April has been recognized as Child Abuse Prevention Month for the last 24 years, and while campaigns to prevent shaken baby syndrome or positive parenting have become standard fare on subways and billboards, most people are unaware that there are US born children and youth who are violently forced into the commercial sex industry at ages as young as 12 and 13. In fact, the average age of entry into prostitution is now 13.
Commercial Sexual Exploitation has been called the most hidden form of child abuse, yet it is estimated that there are between 200,000 and 300,000 sexually exploited youth in the US. Overwhelmingly, these youth are from low-income communities of color, and have experienced abuse and neglect prior to their recruitment into the sex industry. While international trafficking has garnered great media attention, domestic youth are left without protection from the law, and worse are often charged with crimes, including prostitution, and left with very few places to turn.
This week's New York Magazine follows the story of one young woman in New York City which includes brutal details that will be hard for many to read, much less believe. Yet, she is not alone, and her story shares similar elements to many of the girls GEMS works with.

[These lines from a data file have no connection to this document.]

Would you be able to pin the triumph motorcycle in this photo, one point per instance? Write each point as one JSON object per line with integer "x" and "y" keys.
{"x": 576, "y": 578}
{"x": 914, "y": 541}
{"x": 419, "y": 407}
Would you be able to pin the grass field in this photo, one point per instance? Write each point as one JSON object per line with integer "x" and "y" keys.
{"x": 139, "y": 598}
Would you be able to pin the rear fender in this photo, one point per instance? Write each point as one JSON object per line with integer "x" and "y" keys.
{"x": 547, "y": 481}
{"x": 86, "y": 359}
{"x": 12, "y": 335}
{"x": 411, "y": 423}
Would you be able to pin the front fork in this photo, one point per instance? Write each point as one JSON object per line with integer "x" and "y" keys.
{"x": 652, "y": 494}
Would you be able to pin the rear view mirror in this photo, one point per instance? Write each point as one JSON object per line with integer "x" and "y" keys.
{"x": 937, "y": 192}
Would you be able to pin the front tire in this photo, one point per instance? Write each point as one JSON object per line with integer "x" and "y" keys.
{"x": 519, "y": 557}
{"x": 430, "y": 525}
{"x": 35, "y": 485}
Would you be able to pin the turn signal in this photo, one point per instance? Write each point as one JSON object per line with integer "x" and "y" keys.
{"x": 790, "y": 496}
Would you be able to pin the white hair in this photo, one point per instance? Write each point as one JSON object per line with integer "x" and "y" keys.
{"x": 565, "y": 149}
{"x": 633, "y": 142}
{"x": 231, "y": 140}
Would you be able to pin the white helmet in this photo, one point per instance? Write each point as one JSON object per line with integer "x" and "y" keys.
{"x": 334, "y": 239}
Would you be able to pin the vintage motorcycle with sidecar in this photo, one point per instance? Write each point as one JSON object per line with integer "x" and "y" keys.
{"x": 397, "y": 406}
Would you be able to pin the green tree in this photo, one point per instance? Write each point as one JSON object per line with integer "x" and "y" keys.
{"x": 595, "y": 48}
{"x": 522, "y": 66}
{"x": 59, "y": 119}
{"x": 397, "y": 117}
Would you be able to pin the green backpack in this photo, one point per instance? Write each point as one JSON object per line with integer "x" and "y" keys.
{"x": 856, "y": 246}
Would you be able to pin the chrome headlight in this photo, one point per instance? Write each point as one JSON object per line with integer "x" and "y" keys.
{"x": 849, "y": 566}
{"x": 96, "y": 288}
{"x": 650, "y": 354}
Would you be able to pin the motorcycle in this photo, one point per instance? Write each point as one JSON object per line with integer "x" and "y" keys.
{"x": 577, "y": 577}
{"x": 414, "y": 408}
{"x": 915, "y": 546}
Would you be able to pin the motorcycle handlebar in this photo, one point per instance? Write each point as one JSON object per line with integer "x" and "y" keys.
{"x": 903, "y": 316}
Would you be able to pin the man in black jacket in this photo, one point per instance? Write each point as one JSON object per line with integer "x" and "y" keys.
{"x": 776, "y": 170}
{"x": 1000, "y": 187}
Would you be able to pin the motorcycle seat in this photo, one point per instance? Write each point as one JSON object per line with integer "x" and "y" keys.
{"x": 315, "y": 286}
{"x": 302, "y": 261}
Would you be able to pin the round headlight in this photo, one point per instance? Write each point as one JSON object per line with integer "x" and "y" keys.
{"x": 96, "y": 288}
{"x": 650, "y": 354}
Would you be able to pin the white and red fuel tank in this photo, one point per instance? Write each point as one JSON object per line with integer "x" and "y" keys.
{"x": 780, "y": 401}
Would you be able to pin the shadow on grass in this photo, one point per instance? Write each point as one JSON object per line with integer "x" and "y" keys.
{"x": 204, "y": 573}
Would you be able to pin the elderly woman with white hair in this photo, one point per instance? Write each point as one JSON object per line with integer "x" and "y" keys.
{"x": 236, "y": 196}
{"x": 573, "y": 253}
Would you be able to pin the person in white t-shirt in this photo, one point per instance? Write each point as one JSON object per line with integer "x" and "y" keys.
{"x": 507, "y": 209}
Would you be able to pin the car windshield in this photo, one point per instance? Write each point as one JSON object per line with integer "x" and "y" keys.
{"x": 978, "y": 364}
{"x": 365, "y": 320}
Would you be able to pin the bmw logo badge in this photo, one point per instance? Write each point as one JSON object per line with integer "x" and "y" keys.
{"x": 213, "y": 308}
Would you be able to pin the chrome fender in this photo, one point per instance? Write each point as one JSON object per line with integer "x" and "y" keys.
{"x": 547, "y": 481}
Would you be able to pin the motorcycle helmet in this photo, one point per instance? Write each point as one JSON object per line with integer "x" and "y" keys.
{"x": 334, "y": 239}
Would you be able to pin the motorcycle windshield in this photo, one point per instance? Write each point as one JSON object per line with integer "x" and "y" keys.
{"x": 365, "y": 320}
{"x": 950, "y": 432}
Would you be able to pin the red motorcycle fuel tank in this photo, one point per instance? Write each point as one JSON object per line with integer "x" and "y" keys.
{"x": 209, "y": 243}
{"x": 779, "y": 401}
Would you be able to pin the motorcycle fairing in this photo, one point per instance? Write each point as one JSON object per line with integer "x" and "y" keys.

GEMS, Girls Educational and Mentoring Services, produced a video, telling the story of a hypothetical girl facing the same circumstances as Lucillia. Watch it on Current TV.com here
Full disclosure: Although I have worked for girls and women's organizations, including developing programs for girls in low income communities of color, I had no idea about the extent of this issue until joining the GEMS staff last year. The statistics and sources I quote I have learned from working at GEMS with founder Rachel Lloyd.